Text is often used as a visual motif by Chinese contemporary artists, and Michigan photographer Shaun Bangert has covered portraits of members of her family with text. Tunsi delivers dance beat as text, as telegraphy of the body, gestural movements. One is reminded of those pages of the faux-text––a sort or German blackletter and a linear electrocardiogram stutter––found in Rick Griffin's Man from Utopia 1971 comic book for acid heads.

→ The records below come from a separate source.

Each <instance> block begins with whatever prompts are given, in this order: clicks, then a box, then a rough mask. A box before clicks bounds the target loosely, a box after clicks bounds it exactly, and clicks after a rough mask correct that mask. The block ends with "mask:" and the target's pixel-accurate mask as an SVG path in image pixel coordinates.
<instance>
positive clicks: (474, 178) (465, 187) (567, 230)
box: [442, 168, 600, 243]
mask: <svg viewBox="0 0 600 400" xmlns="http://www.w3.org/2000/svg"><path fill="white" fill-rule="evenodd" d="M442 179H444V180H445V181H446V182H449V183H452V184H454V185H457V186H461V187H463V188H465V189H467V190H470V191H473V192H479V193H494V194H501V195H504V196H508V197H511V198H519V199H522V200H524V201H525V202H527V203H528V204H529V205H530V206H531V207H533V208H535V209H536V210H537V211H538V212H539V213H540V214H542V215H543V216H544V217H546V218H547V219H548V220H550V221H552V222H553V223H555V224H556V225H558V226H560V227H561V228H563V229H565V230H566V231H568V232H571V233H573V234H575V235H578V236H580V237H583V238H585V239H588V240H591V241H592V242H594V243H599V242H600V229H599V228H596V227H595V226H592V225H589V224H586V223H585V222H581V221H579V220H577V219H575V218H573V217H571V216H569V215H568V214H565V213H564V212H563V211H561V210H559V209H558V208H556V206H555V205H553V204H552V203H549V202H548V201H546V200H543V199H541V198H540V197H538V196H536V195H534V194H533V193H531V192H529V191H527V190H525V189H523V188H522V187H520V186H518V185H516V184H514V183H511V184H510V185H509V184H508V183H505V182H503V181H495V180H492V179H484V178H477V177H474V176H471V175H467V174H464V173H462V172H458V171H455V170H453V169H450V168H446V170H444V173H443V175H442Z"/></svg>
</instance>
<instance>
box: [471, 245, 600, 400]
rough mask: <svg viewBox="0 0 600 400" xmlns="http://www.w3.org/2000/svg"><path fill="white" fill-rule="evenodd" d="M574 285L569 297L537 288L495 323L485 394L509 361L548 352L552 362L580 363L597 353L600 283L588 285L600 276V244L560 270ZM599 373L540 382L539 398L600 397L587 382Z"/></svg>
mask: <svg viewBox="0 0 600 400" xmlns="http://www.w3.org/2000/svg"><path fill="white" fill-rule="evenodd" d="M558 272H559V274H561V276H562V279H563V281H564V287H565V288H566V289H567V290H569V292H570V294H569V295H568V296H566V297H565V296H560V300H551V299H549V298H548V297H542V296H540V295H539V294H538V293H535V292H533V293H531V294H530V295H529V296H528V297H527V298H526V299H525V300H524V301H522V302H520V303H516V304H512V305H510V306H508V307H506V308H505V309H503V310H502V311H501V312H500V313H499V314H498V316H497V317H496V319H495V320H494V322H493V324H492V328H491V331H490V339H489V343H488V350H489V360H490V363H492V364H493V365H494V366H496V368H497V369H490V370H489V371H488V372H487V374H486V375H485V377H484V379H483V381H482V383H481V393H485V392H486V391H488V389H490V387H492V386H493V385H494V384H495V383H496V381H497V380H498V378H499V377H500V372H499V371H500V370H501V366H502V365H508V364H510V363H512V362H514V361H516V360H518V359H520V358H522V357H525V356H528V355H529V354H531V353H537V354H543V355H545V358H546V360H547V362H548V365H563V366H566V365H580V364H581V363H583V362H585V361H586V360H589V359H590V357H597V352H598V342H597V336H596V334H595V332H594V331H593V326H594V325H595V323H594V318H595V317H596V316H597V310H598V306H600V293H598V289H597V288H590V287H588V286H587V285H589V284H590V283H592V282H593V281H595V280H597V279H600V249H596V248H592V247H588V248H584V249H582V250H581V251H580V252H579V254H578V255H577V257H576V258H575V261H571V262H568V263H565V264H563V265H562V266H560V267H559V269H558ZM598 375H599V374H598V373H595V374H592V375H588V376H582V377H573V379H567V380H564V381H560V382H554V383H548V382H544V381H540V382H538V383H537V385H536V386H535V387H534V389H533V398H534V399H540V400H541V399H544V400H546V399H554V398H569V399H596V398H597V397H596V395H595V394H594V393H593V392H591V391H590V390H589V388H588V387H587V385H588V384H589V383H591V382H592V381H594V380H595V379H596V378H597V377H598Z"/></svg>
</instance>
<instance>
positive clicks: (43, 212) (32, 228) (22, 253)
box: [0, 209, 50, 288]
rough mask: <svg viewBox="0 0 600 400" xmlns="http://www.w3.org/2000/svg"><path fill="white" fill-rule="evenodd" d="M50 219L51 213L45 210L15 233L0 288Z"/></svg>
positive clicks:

Tunsi's Special Delivery makes use of a high banshee descant, comparable to the one enervating "Jump" by Irish-American crew Ace of Bass in 1991. Like a Jamaican dub version, Tunsi provides Special Delivery in an instrumental form as well. Juback's collaborator Gary Malvin once demonstrated a simple riff "Gordon and Bobby", whereas Juback exclaimed it was like the mnemonic the high school nerd would use to memorize an electronics formula. Tunsi's "Whoop De Do" fits that description too, using a smart/stoopid motif as a bed for motormouthed braggadocio, while "Shock Pain" is powered by another, similarly engaging riff. "Politics at Work" is a promising slice of critical dance music, a genre briefly explored in Britain a quarter-century ago like M's "Pop Music" or something by the Gang of Four. It's as if only bodies in movement on the dance floor can shake apart a glimpse of the inner workings of the Spectacle.

Whereas Oakland's Tunsi appears to be a one-man production, a studio mastermind along the lines of Prince, the Elephant Tribe of Chicago is a crew. Four faces appear on the cover, which are likely b-knucklez, israel, jay and drunken monkee, for they receive the most numerous songwriting credits on the 27-track CD. Other collaborators––sharing the humility of lowercase names––include demo, rusty, shake, bacardi, brando, turon, billie and phoenix. Illiana obviously wants her name capitalized, thank you.

The Elephant Tribe's Group Therapy CD is a "mix tape", purchased (possibly from one of the Elephant Tribe) at a table set up on Chicago's Michigan Avenue one afternoon last August, appropriately a couple blocks from both the Apple Computer store and Tower Records. It has a surprising variety of hip-hop approaches, and plenty of good tracks. The disc is marred though by the rambling spoken bits attributed to Talman Greed. Perhaps he's a neighborhood character that the crew finds funny or wise, or perhaps it’s just the kind of foolin'-around indulgence that mars homeboy productions like the movie "Straight Outta Compton."

Beyond the good beats for dancing and grooving, the storytelling, scene-setting and personal boasting, hip hop is also interesting here as that textual artifact, its rap an easily-visualized verbal typography, one that needs to be embodied to be appreciated. Moving body to beat, vertical movement of shoulders and arms like ascenders and descenders on a well-designed letter. As traveling child, this reviewer played a game of looking out train window and pretending a motorcycle rider was rolling over land, treetops, jumping rivers and highways, beside the Chicago-bound train. Elephant Tribe's wordplay serves as a contemporary soundtrack for that game, the train rolling through Chicago neighborhoods and their south side home. Their boisterous effusiveness sports a Hieronymus Bosch-like excess. Easy to criticize as intemperate until I recall my own college favorites, writers like William Burroughs, Hunter Thompson, and Lester Bangs, none of them circumspect or terse.

The listener contrasts the Chicago posse of MCs at the mic, with the Oakland guy who works as one man, one voice and one machine full of beat-making and recording software. M.K. Assante's essay in the San Francisco Chronicle "We Are the Post Hip-Hop Generation" spoke of how today's youth that hears this medium institutionalized on most TV commercials directed towards them. Yet both Elephant Tribe and Tunsi see their creativity still flourishing in the hip-hop camp.